Thursday 19 February 2015

The mayor’s planned estate regeneration schemes will cost London 8,296 social rented homes

Every time you see the mayor launching an estate regeneration scheme, bear in mind that it will actually reduce the amount of genuinely affordable housing

Mayors and councils have been misleading Londoners for years about affordable housing. When they boast about building new homes, they don’t mention that for every ten homes that have built in the past decade, one has been knocked down and four have been sold through Right to Buy.

I’ve long supported campaigns against the unnecessary demolition of council estates like the Heygate in Elephant & Castle, the Carpenters in Stratford, the Gibbs Green and West Kensington estates in Earl’s Court.

These are knocked down in order to ‘regenerate’ the area, but have been vigorously opposed by tenants and leaseholders, and by a growing movement that came together to march on City Hall on 31 January.

Last week the London Assembly’s Housing Committee, which I chair, published a landmark report taking stock of all these estate regeneration schemes.

Shockingly, we found that the schemes would result in a net loss of 8,296 social rented homes. Every time you see the mayor launching an estate regeneration scheme, bear that in mind. He is probably launching a scheme that will actually reduce the amount of genuinely affordable housing.

On Monday, the Radical Housing Network will march on City Hall again for the Assembly’s budget meeting. It’s our last chance to amend or reject the mayor’s budget for 2015-16, and they want to ‘block the budget‘.

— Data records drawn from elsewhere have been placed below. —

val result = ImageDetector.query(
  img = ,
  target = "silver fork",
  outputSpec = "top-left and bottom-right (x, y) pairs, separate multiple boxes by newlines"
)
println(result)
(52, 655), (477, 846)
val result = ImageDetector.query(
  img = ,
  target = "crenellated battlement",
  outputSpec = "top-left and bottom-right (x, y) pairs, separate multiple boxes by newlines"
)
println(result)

At the first budget meeting, Jenny Jones and I proposed that the mayor put £8.5 million into establishing a Community Estate Renewal Unit, helping tenants and leaseholders to transfer their estate into new Community Land Trusts.

The money would pay for a small dedicated delivery team and a large grant scheme to help tenants and residents develop business plans and undertake detailed technical work to refurbish and increase the amount of social housing on their estates along with an increased provision of intermediate and market homes.

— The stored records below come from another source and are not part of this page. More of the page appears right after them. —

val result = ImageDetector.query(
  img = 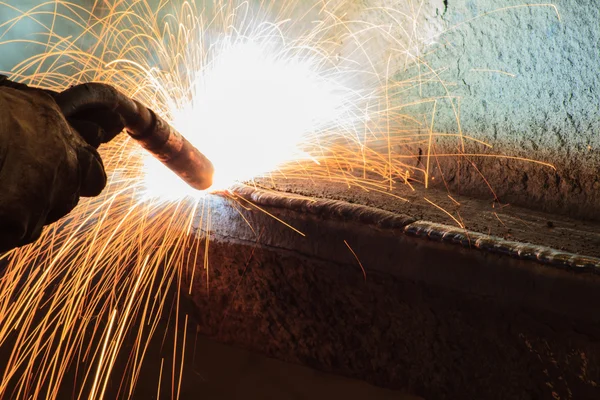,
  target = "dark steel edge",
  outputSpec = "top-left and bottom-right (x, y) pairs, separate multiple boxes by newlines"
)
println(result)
(231, 185), (600, 274)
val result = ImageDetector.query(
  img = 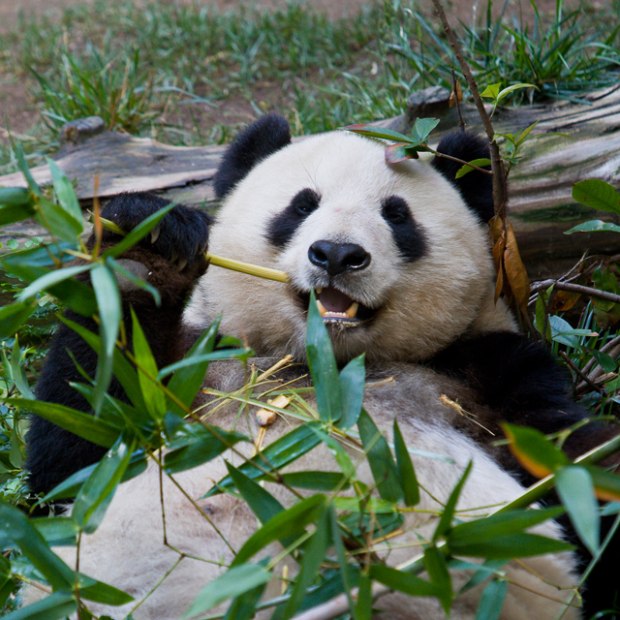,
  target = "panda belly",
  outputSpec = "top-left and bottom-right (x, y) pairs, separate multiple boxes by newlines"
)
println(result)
(26, 360), (579, 620)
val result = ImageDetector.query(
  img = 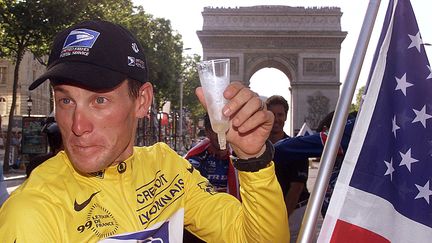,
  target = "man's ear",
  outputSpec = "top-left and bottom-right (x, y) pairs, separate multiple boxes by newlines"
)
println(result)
(136, 82), (153, 118)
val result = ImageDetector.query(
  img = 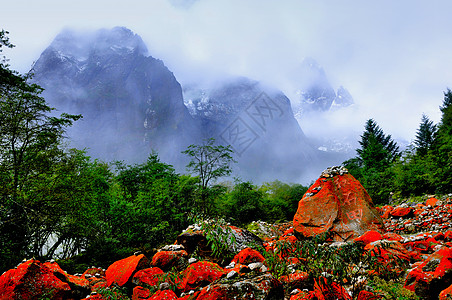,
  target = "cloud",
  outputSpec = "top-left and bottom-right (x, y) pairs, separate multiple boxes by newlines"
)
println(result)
(2, 0), (452, 140)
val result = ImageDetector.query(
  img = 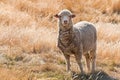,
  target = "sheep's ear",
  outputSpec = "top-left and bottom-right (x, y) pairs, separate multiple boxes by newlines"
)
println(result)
(54, 14), (59, 18)
(71, 14), (75, 18)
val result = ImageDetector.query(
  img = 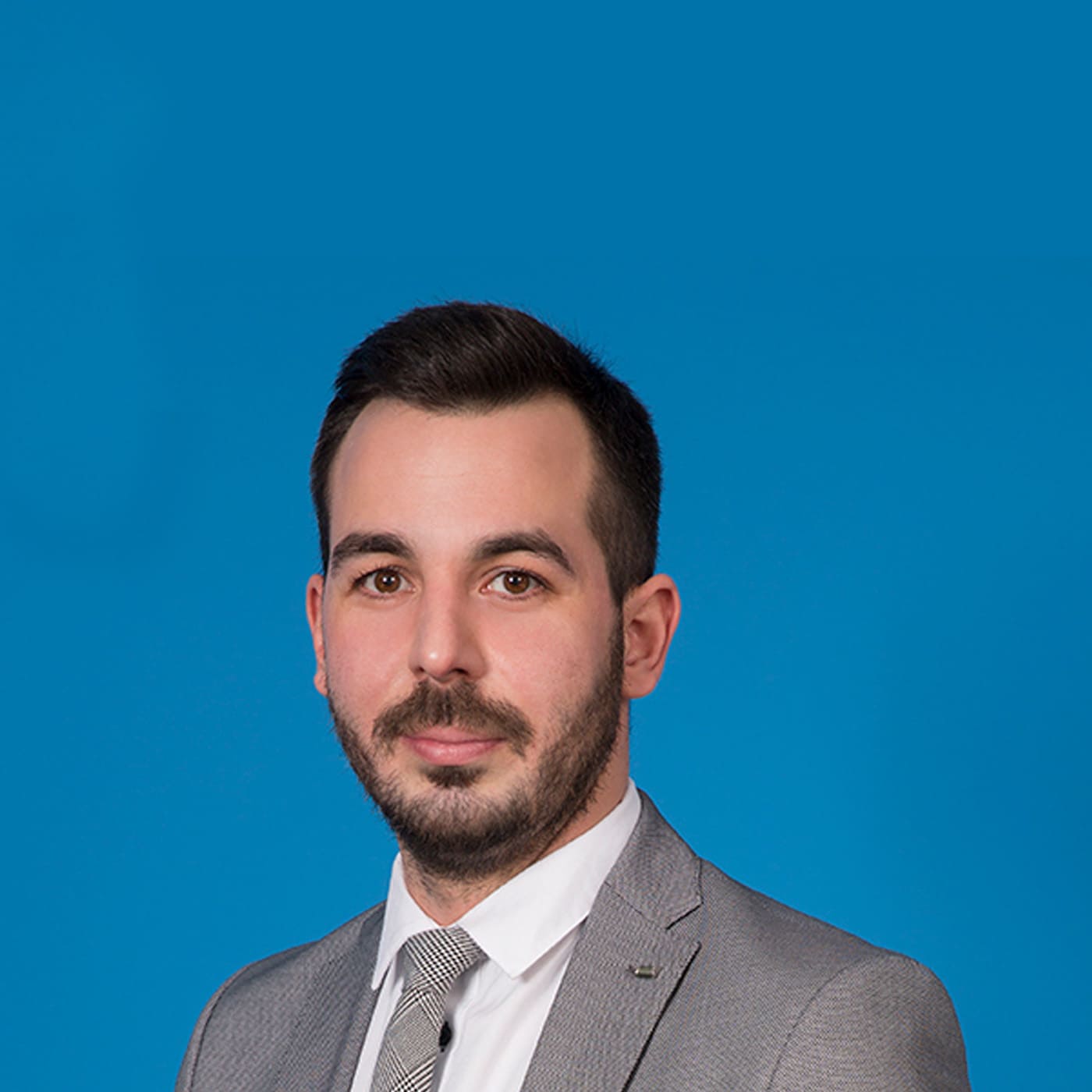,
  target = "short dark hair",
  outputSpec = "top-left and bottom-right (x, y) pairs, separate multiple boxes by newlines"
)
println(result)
(311, 303), (661, 603)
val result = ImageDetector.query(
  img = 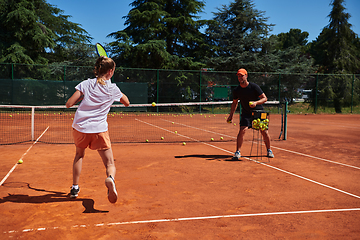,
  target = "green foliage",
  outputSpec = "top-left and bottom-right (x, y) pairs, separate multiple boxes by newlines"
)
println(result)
(108, 0), (206, 69)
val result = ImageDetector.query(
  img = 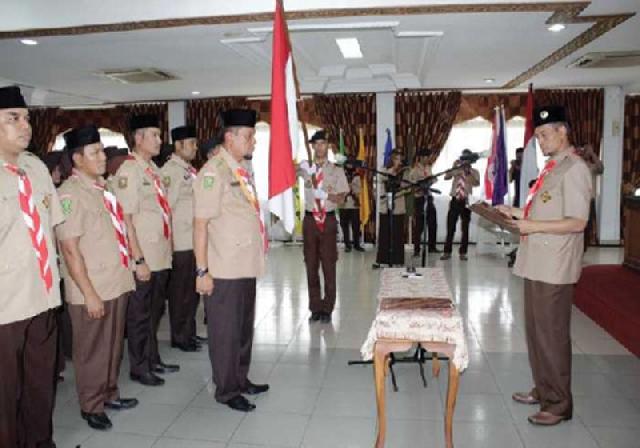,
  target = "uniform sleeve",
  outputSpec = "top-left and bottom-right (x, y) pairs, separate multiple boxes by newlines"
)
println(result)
(56, 190), (85, 241)
(193, 166), (224, 219)
(562, 163), (593, 221)
(113, 161), (140, 215)
(161, 162), (182, 210)
(335, 168), (349, 194)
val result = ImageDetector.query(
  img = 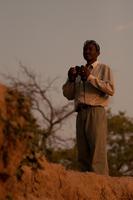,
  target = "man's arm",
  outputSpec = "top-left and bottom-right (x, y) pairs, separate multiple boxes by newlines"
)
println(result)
(87, 66), (114, 96)
(62, 80), (75, 100)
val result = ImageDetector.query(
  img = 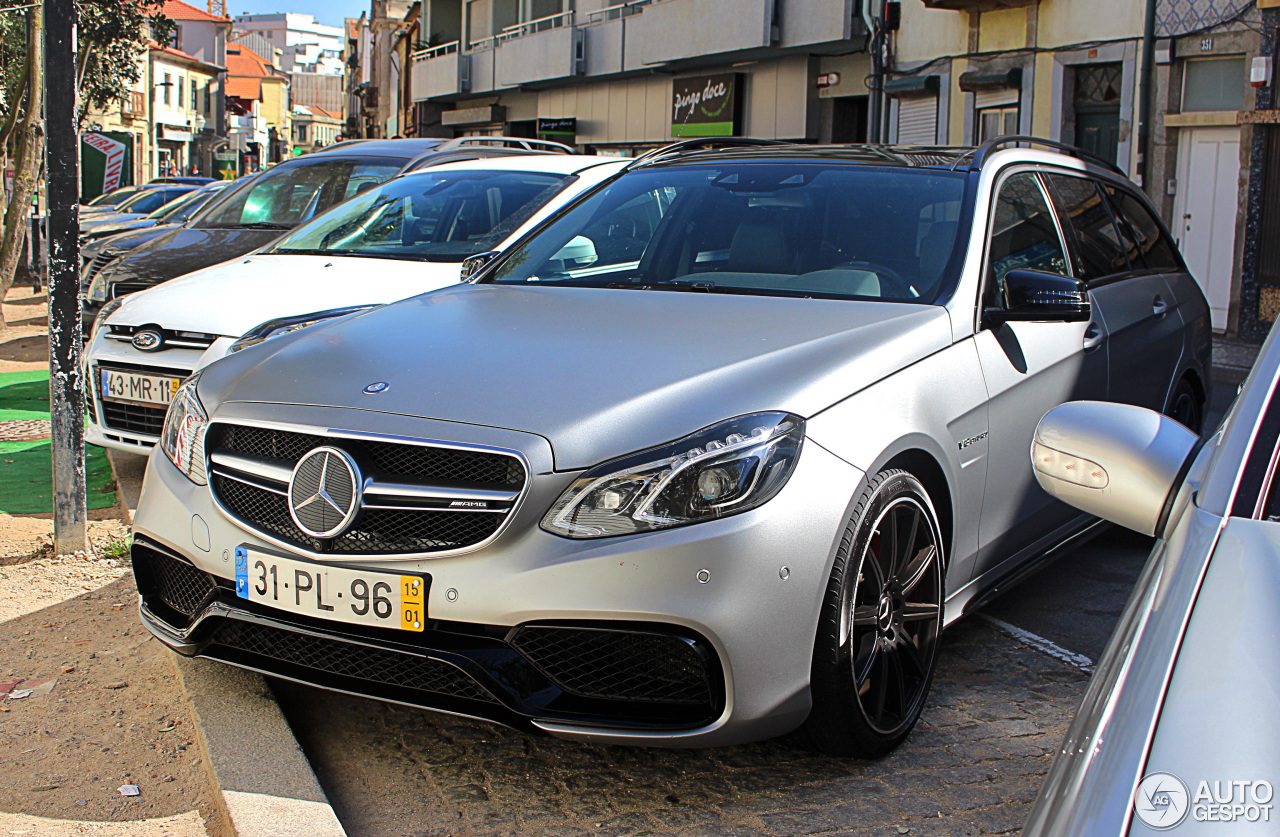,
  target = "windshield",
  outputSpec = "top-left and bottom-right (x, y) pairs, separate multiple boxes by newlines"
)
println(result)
(88, 186), (142, 206)
(115, 188), (192, 215)
(271, 170), (575, 261)
(147, 189), (216, 221)
(198, 157), (404, 229)
(486, 163), (965, 302)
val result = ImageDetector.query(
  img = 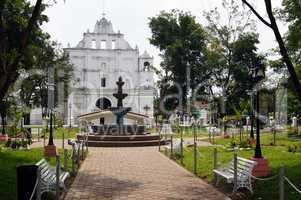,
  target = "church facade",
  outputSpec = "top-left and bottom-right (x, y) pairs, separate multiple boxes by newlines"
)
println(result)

Sadly, no other group supported our amendment. On Monday we can try to gain consensus for other changes. But the Assembly currently has no powers to amend the capital budget even though, in terms of housing, that’s where we would like to see major changes in direction. I want the mayor to put more emphasis on social housing and less on intermediate so-called ‘affordable housing.’

So as much as I support the aims of the Radical Housing Network, we are powerless to block the mayor’s capital budget, with all its plans to demolish more council housing and replace it with much less affordable homes.

A progressive mayor could be using their housing investment and planning powers to ensure a much more socially just direction. They could also be lobbying government and making the case for things that are not within City Hall’s control – like lobbying for the government cuts in the housing grant to be reversed, for devolution of tax-raising powers to London to fund more social housing, for rent controls, for tighter restrictions on investors, and so on.

On Monday I’ll again make the case for this change in direction. But until the London Assembly gains powers over the mayor’s capital budget, we’ll not have the chance to block his housing plans.